Each day I descended a narrow notched pole to the bottom of my pit which was now about twenty some  feet to the water and about six feet of muddy water from there. After the initial well was dug, my wife had to return to her own chores back at the tiny outpost  and I was left alone at the bottom of this watery pit. I would look up from the water which was up to my nose and stare at a blue patch through the tiny round opening far above. There, in the Amazon forests, thousands of miles away from all my family and friends, out in the middle of a  desolate field, deep in a narrow muddy pit I found myself very secluded. I placed my hands upon the curve of the well shaft and knew that it was very possible that this well could cave in at any time and bury me alive and believe me, I was really alone.


The stillness was deafening as I stood alone, but as I would submerge myself under the muddy waters to reach down and dig further filling each bucket up with handfuls of mud, the world and all its reach was gone from me. I never felt so alone and so distant from not only myself, but from all that I was familiar with, from all that I knew as security, I was really, really separated from what everyone might call assurance.


After my breath ran out, I would lift my head up to the surface and find my self at the bottom of a narrow tube with only a tiny pole leading up to the sky. It was then wonderful to climb up to the surface and stand in the warm sun, letting the lonely wind blow away the chill.


To the north was four thousand miles of jungle, to the east and the Atlantic Ocean was two thousand miles of jungle, to the west and the Pacific was two thousand miles of jungle and mountains and to the south was another thousand miles of forest and my little patch of cleared forest seemed like a postage stamp floating upon the vast ocean.  And there I was descending down a hole to hide from even the vastness of such distances. 
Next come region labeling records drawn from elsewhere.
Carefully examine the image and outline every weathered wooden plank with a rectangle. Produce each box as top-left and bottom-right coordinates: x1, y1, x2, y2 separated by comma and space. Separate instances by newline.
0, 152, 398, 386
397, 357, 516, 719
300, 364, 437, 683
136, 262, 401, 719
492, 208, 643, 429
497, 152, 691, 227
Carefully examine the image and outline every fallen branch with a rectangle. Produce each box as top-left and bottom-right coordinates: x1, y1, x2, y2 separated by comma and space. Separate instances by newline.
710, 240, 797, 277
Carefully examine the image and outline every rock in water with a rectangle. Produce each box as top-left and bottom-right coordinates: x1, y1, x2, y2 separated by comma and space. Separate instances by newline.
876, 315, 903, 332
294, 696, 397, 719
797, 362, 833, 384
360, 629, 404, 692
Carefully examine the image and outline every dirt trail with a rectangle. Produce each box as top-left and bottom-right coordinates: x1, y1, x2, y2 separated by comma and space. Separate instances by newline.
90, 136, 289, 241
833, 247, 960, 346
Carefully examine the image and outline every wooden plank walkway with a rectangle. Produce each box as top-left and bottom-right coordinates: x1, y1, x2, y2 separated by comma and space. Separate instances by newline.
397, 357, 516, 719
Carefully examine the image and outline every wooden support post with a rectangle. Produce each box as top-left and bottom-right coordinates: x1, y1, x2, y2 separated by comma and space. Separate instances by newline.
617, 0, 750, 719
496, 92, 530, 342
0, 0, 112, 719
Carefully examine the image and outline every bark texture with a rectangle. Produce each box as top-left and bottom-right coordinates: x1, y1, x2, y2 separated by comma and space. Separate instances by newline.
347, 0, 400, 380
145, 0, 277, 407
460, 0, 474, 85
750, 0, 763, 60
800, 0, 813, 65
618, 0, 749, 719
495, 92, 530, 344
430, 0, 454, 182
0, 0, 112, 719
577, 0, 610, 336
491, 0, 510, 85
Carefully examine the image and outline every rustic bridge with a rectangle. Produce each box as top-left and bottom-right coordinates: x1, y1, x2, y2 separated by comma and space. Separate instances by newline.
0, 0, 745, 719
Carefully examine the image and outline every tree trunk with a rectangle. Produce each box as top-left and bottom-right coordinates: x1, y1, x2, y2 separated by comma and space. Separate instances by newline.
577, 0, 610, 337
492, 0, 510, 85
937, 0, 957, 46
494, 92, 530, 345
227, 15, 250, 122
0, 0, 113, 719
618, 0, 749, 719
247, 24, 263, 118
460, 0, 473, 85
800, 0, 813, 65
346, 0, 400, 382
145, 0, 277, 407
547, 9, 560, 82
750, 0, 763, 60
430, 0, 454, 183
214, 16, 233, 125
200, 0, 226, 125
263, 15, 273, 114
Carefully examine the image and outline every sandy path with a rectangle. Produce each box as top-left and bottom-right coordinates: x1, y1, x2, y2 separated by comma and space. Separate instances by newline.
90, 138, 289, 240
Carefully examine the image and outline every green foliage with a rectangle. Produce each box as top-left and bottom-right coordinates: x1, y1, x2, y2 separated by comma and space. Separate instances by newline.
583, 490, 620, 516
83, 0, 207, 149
By no fault of anyone but my own, I tasted raw loneliness and an isolation so strong that twenty five years later I can actually feel that hollow and empty loneliness. These were two powerful experiences I once had, and have since sought to never again experience such loneliness.  But loneliness can sneak up on us and catch us all sleeping and if we are not careful, we can find ourselves lost in its vastness or its confinement!


For loneliness is a "choice" and to be lonely or all alone is a  "decision" that is made individually! To  choose a life of a cast away from the goodness of friends, is far worse than being cast away into a deep ocean or buried in a pit in the vast wilderness. If you have only one friendship waiting for you, swim to it and if you only have one companion waiting for you, climb out of your pit and quickly run to her!